Thursday, June 5, 2014

Influenza Viruses (Orthomyxoviridae and Paramyxoviridae)

Structure
Viruses are spherical, containing negative stranded RNA; outer membrane contains hemagglutinin activity (HA) and neuraminidase activity (NA) glycoproteins that are anchored to the inner lipid bilayer by M-proteins.

Hemagglutinin
Attachment to host cell sialic acid receptors, which are found on the surface of red blood cells, and upper respiratory tract cells. HA is needed for absorption of the viral genome.

Neuraminidase
Cleaves neuraminic acid of the mucin upper respiratory barrier to expose sialic acid receptors; also cleaves sialic acid receptor to avoid attachment of budding viruses, which will escape to infect new cells. 

In paramyxoviruses, HA and NA are part of the same glycoprotein spike. They also contain fusion protein (not found in orthomyxoviruses) that causes the infected cells to fuse into giant multinucleated cells.

Orthomyxoviridae
Orthomyxoviruses are influenza viruses, of which there are three types. Type A infects humans, other mammals, and birds, whereas type B and C infect only humans. Type A causes the most severe disease, with Type B and C in decreasing severity.

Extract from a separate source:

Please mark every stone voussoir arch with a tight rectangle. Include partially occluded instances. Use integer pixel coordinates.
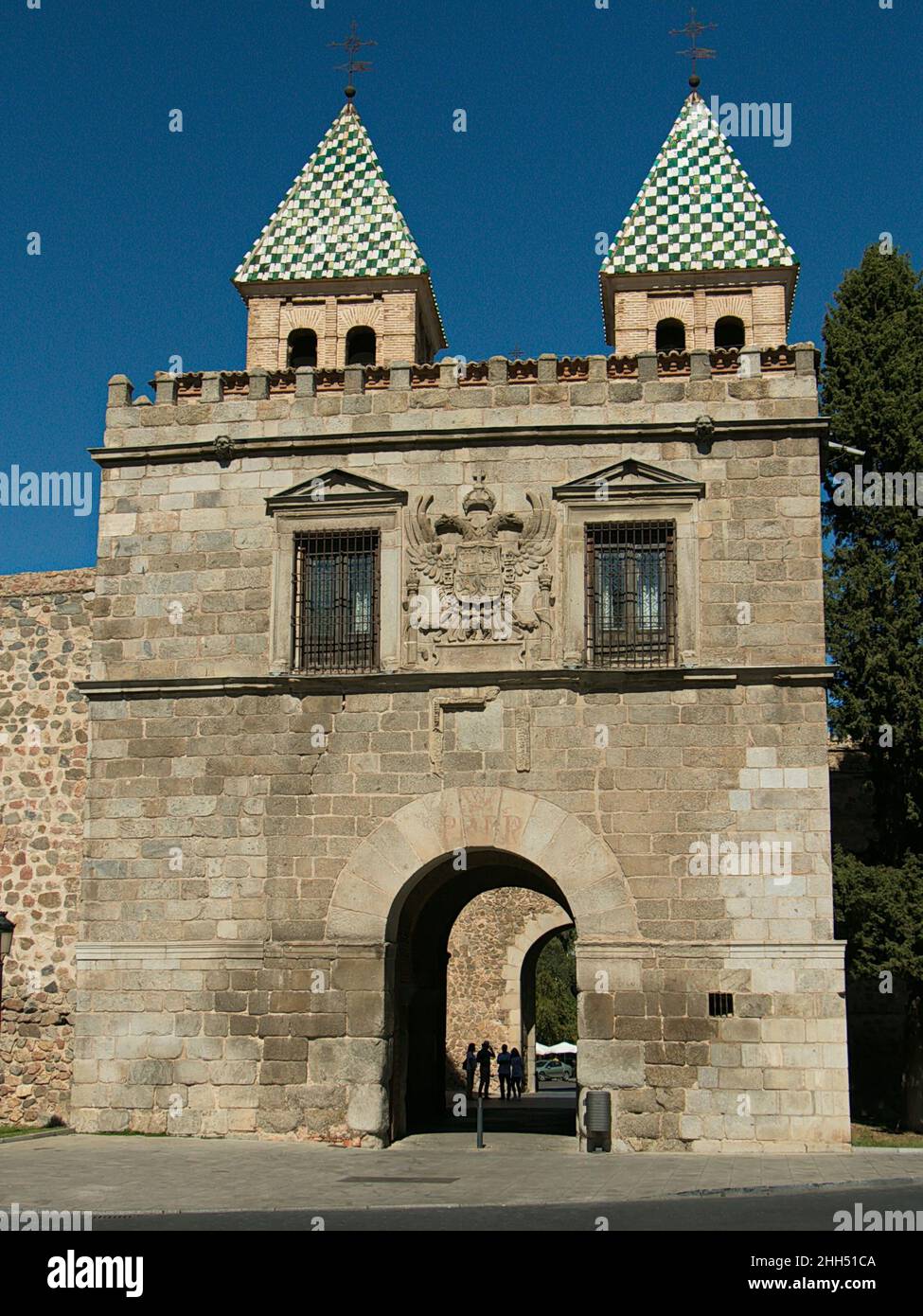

Paramyxoviridae (colds/flu in adults, pneumonia in children, measles, mumps)
Paramyxoviruses include parainfluenza viruses, respiratory syncytial virus (RSV), metapneumovirus, mumps virus, and measles virus.

Metapneumovirus causes upper and lower respiratory tract infections primarily in young children or elderly. Parainfluenza and RSV cause upper respiratory infections that have cold-like symptoms in adults, but produce influenza-like sickness from lower respiratory tract infections (bronchiolitis, viral pneumonia, croup) in children, elderly, and immunocompromised patients.